Remember, the goal here is Truth, not defending the illusion that your church is the best and knows everything.
And at some point you will have to pick.
To give an example: one of the things which has helped me widen my angle of view has been watching Documentaries.
I think I have developed a hunger to know more, and documentaries are the easy popcorn version of getting that knowledge. They teach you about the world we live in, about other people in other places, about history, and about the broader cosmos.
I’ll share some of the good ones I’ve found:
For a series which puts on display the awesome forces which make this planet tick, have a look at Iain Stewart’s Series, “The Power of the Planet.” You will quickly get a sense of how fragile this world is, how fortunate we are to be alive at this time, in these rarely conditions, and how reliant we are on forces we will never be able to control.
In the same vein, if you want a brilliant picture of the forces in our solar system, and beyond, into the universe at large, I would recommend Dr Brian Cox’s series called ‘The Wonders of the Solar Systems’, and ‘The Wonders of the Universe’. He explains the huge scales, timeframes and forces which have gone into making our universe, and which continue to change it. Watching this stuff on the screen does strange things to your theology.
For a jaw on the floor view of the natural world, check out the ‘Life’ series by David Attenborough. I don’t know where he finds the creatures he does. I mean, if I didn’t trust the man’s integrity I swear he was making some up. You suddenly realise how diverse life on this planet is, and how complex it’s development. It’s quite hard after this to hold ignorant views about the facts surrounding evolution, or our very human-centric view of the planet: that it was all made for us, and we are entitled to use and abuse it as we choose. Watching this helped me see humanity as co-inhabitants with some great responsibilities.
For a view of the diversity of humanity which live on this spinning rock, track down a BBC documentary series called ‘Human Planet’. For me it reminded me that I, as a white westerner, am not the majority, even though I am part of the race who make the most noise.

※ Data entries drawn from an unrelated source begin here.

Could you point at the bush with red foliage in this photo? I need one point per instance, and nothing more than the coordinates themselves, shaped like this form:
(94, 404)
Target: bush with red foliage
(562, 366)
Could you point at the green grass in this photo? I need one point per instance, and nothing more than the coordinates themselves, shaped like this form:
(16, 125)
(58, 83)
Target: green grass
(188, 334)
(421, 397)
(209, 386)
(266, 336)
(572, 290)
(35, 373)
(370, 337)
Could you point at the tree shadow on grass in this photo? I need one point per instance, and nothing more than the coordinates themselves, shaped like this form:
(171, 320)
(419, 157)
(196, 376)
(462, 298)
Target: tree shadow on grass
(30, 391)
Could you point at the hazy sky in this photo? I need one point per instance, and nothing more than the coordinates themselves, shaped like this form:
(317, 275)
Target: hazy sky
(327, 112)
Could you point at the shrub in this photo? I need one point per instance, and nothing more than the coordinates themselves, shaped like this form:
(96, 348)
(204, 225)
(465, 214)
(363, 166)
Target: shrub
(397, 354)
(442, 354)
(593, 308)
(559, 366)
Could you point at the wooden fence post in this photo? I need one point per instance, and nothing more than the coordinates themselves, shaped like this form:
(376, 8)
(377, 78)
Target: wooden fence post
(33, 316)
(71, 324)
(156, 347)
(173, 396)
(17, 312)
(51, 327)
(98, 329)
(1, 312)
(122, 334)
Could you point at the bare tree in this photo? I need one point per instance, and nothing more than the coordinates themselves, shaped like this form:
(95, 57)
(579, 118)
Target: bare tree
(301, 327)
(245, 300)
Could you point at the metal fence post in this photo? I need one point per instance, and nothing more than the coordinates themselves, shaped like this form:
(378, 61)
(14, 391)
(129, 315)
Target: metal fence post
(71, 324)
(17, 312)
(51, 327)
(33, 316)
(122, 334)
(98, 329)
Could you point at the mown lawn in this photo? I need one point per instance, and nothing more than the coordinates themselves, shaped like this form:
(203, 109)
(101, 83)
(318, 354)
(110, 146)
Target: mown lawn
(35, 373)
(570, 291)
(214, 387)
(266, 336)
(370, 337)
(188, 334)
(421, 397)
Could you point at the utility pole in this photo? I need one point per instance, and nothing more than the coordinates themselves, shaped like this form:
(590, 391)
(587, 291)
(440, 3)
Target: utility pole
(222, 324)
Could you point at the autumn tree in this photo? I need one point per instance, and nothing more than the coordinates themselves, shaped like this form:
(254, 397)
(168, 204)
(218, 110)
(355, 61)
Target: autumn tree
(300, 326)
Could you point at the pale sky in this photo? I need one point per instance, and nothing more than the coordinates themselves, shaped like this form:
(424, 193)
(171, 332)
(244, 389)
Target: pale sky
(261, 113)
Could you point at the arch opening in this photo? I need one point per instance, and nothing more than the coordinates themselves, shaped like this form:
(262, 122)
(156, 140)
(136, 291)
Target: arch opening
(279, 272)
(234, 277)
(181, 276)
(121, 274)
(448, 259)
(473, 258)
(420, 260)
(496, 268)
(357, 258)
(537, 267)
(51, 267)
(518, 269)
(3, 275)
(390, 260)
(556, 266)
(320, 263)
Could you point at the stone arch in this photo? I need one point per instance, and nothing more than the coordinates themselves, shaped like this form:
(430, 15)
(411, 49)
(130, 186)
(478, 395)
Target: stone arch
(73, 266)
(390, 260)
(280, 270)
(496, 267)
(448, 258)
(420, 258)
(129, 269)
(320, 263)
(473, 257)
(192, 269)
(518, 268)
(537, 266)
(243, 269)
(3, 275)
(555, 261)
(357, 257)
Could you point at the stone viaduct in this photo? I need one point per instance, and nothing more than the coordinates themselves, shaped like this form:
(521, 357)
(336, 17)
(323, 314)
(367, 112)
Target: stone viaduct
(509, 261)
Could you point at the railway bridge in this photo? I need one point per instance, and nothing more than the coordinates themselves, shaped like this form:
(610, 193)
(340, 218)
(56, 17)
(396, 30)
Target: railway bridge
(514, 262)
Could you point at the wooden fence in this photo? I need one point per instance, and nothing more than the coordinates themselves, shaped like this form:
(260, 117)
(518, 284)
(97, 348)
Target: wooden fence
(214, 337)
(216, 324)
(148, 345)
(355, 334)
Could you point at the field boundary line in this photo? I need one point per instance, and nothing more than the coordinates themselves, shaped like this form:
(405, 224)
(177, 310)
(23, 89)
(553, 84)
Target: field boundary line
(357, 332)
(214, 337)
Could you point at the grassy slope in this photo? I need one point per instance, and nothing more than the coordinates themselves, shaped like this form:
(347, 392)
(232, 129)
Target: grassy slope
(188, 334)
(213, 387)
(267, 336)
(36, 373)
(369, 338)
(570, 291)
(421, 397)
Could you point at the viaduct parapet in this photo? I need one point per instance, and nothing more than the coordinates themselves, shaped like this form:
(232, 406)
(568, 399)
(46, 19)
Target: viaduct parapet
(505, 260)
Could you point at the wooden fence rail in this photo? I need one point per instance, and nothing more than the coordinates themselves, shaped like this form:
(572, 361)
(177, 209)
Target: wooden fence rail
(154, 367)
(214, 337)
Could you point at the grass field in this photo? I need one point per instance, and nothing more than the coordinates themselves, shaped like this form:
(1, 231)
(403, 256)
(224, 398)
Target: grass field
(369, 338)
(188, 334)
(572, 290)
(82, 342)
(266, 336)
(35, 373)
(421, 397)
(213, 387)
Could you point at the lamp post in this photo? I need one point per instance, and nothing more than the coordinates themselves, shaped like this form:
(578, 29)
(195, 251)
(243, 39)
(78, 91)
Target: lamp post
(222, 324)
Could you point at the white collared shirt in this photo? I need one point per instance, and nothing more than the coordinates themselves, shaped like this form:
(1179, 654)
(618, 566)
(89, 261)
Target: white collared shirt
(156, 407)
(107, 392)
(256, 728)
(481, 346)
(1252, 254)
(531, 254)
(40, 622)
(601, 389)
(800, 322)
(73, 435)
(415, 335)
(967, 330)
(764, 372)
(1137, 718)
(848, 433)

Watching this series I came to appreciate the beautiful diversity of people alive and well in places I would struggle to survive at all. My culture is not the answer, so what can I learn from people who live differently to me, who respect the natural world more than I do, and who do community better than I ever have?

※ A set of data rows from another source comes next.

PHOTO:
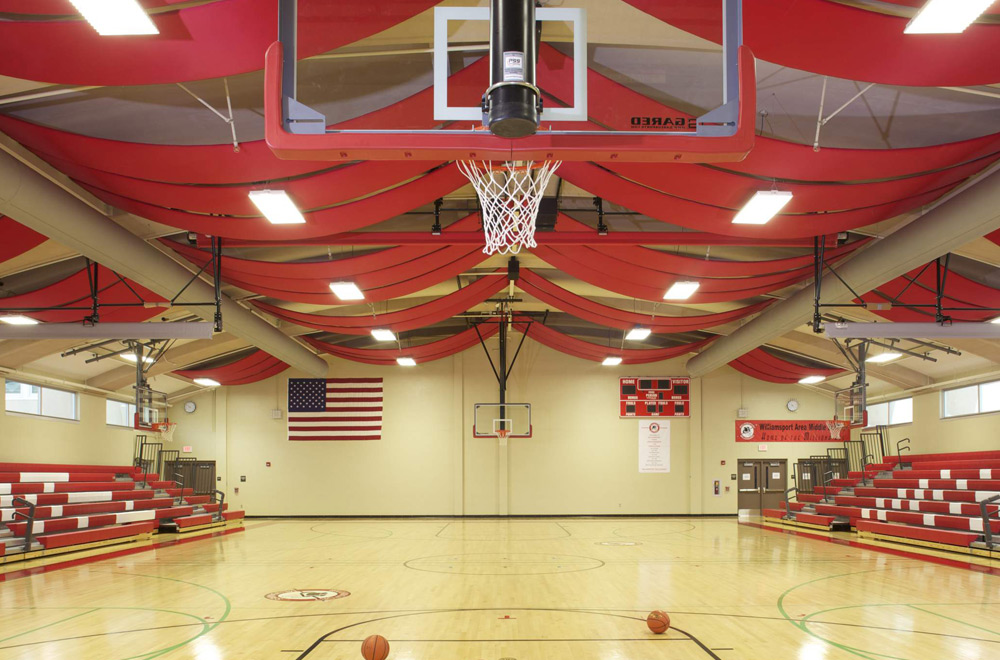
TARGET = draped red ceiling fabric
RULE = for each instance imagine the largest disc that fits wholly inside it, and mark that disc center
(434, 350)
(835, 189)
(761, 365)
(256, 366)
(830, 37)
(418, 316)
(918, 287)
(566, 301)
(16, 239)
(75, 291)
(213, 40)
(563, 343)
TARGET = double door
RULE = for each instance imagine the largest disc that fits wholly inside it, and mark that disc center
(762, 483)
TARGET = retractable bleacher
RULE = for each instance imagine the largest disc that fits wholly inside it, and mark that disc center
(75, 507)
(945, 501)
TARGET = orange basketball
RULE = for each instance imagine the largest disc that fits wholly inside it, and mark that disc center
(658, 621)
(375, 647)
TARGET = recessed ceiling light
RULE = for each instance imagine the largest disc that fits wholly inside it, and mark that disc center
(946, 16)
(347, 291)
(763, 206)
(638, 334)
(115, 17)
(18, 320)
(882, 358)
(383, 334)
(681, 290)
(277, 207)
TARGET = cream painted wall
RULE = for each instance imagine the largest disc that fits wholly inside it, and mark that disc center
(34, 439)
(582, 459)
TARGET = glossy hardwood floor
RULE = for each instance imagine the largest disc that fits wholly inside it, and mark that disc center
(552, 589)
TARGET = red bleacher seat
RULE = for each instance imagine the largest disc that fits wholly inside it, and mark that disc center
(31, 477)
(50, 541)
(946, 537)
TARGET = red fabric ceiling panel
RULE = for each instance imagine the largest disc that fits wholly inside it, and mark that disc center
(959, 292)
(16, 239)
(435, 350)
(631, 285)
(589, 351)
(341, 183)
(581, 307)
(75, 291)
(716, 219)
(345, 217)
(761, 365)
(385, 292)
(217, 39)
(419, 316)
(834, 39)
(254, 367)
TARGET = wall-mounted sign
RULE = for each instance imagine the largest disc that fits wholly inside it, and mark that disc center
(654, 397)
(764, 431)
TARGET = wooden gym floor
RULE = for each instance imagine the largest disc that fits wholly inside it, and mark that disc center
(552, 589)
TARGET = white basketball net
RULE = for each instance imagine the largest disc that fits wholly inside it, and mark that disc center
(509, 196)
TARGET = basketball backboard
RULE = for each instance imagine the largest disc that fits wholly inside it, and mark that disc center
(417, 96)
(488, 418)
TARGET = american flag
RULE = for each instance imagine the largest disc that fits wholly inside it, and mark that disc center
(334, 408)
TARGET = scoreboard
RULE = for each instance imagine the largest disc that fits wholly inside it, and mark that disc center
(654, 397)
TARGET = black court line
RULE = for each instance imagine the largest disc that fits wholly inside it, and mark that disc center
(591, 611)
(325, 638)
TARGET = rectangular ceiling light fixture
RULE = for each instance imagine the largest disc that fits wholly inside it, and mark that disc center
(277, 207)
(946, 16)
(115, 17)
(18, 320)
(638, 333)
(882, 358)
(681, 290)
(763, 206)
(383, 334)
(347, 291)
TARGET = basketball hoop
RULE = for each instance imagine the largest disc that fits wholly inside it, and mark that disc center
(165, 430)
(509, 195)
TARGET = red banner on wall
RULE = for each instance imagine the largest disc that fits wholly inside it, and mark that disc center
(784, 430)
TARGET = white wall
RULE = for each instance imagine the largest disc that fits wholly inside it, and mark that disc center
(34, 439)
(582, 459)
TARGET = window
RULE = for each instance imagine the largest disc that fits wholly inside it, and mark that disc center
(971, 400)
(36, 400)
(120, 413)
(899, 411)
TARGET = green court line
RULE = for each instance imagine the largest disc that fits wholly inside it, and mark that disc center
(47, 625)
(964, 623)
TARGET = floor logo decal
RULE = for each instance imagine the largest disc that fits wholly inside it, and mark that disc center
(307, 595)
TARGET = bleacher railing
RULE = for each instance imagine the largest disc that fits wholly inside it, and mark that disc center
(28, 517)
(984, 512)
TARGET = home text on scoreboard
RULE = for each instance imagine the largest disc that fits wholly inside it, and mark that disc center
(654, 397)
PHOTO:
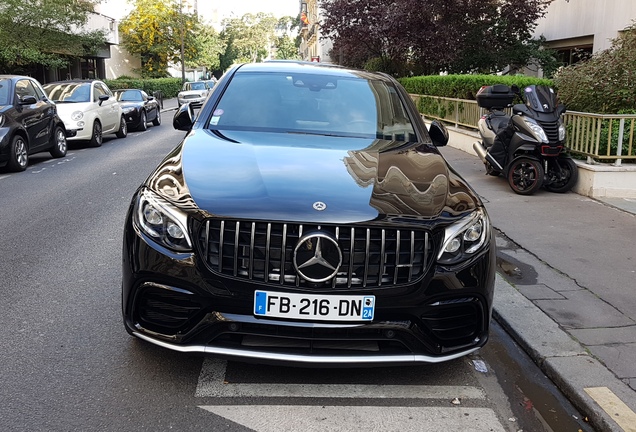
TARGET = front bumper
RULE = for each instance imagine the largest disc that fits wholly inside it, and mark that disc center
(195, 102)
(175, 302)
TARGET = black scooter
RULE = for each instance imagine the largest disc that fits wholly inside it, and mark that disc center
(527, 147)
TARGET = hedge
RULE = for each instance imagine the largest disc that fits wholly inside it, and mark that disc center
(464, 86)
(169, 87)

For a comprehensive picture of the Church’s story to date, you have to watch Diarmaid McCulloch’s 6 part series called ‘The History of Christianity’. He walks you through the spread, and rise, and fall of the church as it made it’s way across the globe. Watching this series I quickly realised that western church is only one part of the story, and that protestantism hasn’t been on the scene very long at all, and that your and my church (which may feel like the final word) is but a blip in the story God is writing.

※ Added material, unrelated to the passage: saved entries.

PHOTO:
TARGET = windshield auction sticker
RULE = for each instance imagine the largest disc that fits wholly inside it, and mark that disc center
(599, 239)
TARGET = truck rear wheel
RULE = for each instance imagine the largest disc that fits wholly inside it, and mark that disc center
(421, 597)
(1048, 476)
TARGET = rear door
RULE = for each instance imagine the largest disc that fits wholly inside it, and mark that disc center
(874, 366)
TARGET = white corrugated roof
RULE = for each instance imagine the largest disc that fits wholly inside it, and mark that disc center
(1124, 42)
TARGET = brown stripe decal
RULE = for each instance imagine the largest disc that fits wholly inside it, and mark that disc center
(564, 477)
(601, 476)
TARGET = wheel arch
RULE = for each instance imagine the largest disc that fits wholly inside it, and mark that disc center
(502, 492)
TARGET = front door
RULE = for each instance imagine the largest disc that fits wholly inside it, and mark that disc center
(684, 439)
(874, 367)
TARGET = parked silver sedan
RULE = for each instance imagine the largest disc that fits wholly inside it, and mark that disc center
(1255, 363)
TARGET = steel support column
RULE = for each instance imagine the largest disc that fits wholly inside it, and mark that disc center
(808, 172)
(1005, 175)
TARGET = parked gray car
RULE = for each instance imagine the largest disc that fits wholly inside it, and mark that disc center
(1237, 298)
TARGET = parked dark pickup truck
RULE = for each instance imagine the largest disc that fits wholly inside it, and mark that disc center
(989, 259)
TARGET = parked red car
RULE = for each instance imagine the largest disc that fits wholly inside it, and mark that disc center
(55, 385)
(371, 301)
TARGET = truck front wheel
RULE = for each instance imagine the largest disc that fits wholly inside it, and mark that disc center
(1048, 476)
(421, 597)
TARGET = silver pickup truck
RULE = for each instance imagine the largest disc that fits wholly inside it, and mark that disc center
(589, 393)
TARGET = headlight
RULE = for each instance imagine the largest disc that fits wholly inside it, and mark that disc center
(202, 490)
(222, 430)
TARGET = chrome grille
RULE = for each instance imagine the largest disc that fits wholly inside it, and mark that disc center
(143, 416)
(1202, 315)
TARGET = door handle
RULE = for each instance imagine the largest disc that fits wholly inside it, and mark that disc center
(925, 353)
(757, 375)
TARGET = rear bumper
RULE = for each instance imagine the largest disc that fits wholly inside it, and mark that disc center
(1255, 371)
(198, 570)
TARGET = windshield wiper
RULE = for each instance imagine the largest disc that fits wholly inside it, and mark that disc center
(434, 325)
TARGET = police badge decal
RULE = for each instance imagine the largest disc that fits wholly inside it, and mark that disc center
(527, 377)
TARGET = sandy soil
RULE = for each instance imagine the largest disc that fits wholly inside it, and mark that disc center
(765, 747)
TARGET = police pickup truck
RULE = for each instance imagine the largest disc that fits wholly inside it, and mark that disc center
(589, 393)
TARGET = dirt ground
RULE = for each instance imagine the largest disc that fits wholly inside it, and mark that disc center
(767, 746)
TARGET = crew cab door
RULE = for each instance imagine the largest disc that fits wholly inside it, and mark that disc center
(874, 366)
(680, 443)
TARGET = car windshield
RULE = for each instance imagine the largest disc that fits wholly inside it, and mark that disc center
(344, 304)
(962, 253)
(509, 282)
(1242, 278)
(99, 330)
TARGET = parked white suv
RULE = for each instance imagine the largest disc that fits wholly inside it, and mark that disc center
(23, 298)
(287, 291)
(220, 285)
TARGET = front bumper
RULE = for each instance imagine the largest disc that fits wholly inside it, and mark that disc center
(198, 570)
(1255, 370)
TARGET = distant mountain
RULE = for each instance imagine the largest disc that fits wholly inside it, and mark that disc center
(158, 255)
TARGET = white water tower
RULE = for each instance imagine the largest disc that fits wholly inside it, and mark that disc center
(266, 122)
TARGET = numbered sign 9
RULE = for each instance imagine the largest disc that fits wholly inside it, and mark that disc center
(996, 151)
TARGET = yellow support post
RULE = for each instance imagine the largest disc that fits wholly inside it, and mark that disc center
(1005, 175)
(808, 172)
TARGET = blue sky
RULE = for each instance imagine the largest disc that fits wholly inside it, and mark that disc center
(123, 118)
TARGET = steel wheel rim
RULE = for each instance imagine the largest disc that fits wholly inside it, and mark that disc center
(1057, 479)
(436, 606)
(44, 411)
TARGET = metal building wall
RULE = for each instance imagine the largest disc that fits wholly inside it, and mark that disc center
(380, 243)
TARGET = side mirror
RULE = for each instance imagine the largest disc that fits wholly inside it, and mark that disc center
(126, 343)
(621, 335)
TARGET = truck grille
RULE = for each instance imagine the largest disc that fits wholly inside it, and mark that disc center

I think you get the point.
Read world news.
And listen to stories told by people who are nothing like you.
Open the angle up to include as much of the cosmos as you can manage, and if your theology doesn’t hold up to the Truth to be found there, then I would suggest it has to change, because ‘all Truth is God’s Truth’… and heaven forbid we are found to be defending our church’s Macro theology against Wide Angle Truth. We have to be brave enough to yield our narrow ideas about God to the reality of life as it exists outside our tradition.